While individual Americans may not have the power to force restrictions on the NSA's domestic spying on American citizens, perhaps the captains of industry will. As the Virginian Pilot reports, in a new interview, Edward Snowden states that American industry is also being subjected to invasive and illegal spying. Personally, I believe that Snowden is a great patriot for exposing the wrongs and illegal activities being done by the NSA. Sometimes being a patriot means refusing to close one's eyes to wrongs being done purportedly in the name of Americans. Here are story highlights:
Former NSA contractor Edward Snowden claimed in a new interview that the U.S. agency is involved in industrial espionage.
In the interview aired Sunday night on German public television broadcaster ARD, Snowden said if German engineering company Siemens had information that would benefit the U.S., but had nothing to do with national security needs, the National Security Agency would still use it.

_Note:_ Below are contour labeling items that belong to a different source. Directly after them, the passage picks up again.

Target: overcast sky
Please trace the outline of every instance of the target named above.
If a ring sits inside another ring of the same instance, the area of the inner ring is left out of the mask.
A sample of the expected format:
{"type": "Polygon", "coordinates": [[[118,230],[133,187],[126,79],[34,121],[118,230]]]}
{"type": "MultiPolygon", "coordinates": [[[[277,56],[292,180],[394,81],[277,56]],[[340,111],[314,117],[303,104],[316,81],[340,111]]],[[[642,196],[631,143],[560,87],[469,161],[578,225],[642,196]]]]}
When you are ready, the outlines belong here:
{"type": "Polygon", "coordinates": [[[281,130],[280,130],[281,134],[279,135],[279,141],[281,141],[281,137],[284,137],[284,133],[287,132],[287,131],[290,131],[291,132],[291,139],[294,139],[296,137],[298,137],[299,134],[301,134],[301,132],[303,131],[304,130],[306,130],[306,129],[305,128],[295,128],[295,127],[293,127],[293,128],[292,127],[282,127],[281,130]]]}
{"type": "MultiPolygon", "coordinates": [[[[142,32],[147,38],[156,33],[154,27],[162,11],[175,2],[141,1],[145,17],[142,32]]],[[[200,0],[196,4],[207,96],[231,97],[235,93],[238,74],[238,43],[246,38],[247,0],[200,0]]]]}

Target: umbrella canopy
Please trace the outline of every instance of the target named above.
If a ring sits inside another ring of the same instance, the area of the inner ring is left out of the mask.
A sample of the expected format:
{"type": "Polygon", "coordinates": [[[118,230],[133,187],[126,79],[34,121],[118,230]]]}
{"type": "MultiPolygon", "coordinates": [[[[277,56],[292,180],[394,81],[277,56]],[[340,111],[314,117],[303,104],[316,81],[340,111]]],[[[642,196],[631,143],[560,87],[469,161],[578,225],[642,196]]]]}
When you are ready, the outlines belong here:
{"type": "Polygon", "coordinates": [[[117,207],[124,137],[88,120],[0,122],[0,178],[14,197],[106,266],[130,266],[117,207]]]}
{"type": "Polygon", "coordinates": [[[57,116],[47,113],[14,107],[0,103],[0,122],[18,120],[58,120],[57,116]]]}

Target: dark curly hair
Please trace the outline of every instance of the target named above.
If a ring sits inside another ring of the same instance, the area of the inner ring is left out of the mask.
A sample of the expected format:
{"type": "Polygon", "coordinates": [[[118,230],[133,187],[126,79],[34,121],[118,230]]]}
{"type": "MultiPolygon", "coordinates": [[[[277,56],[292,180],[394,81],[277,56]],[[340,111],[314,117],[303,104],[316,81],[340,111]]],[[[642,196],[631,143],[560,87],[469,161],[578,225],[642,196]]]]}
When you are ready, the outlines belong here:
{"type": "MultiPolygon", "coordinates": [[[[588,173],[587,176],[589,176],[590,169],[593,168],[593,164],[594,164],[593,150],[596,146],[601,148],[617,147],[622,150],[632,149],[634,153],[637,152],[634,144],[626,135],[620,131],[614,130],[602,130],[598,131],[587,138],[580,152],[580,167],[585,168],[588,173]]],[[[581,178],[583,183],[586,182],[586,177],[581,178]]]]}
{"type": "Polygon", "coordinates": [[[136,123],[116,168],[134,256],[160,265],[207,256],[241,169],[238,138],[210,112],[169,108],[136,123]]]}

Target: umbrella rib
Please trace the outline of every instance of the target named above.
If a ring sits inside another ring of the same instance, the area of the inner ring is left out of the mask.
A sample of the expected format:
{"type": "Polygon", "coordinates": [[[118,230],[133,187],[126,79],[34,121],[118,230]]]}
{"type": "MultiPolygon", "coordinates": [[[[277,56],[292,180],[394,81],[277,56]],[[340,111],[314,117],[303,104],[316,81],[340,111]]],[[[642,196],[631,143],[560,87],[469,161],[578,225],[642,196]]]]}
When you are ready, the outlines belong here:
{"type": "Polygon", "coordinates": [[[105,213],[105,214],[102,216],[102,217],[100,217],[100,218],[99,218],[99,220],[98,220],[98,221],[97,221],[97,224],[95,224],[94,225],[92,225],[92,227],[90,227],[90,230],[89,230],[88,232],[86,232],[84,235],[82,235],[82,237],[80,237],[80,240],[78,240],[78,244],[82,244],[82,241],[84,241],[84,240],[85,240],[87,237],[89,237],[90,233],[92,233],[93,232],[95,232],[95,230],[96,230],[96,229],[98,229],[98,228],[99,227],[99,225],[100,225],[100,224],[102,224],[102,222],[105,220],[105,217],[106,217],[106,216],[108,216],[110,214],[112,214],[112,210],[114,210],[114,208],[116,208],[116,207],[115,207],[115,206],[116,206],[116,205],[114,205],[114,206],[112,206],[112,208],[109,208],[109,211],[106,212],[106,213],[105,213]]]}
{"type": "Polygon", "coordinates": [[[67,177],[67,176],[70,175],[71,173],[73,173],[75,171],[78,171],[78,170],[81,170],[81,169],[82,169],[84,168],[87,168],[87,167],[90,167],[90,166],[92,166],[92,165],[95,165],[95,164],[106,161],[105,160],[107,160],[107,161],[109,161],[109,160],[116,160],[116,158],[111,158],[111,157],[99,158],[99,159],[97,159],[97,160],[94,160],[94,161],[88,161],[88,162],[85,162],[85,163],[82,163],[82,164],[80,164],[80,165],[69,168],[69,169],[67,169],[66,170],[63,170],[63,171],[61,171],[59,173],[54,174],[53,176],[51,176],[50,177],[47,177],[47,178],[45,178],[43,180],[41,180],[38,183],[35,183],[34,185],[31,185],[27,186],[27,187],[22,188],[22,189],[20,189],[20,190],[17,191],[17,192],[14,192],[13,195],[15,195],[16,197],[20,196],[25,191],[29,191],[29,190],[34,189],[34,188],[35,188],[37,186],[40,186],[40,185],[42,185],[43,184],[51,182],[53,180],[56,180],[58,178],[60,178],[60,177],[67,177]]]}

It wasn't clear what exactly Snowden accused the NSA of doing with such information — he only said he didn't want to reveal the details before journalists did.
Snowden also told ARD television that he was no longer in possession of any NSA documents, because he had passed them all on to a few selected journalists and that he had no further influence on the release of the files.
He also said U.S. government representatives wanted to kill him, according to a simultaneous German translation by the station. Snowden referred to an article he had read on Buzzfeed in which U.S. government representatives had told a reporter that they wanted to kill him.
Snowden, wearing a white shirt and black jacket, also chatted about his childhood and said he'd always been fascinated by computers and was one of those kids whose parents would tell him late at night to finally turn it off.
Snowden faces felony charges in the U.S. after revealing the NSA's mass surveillance program. He is living under temporary asylum in Russia, which has no extradition treaty with the U.S.
The revelations about U.S. surveillance programs have damaged Washington's relations with key allies, including Germany following reports that the NSA had monitored communications of European citizens — even listening in on Chancellor Angela Merkel's cellphone.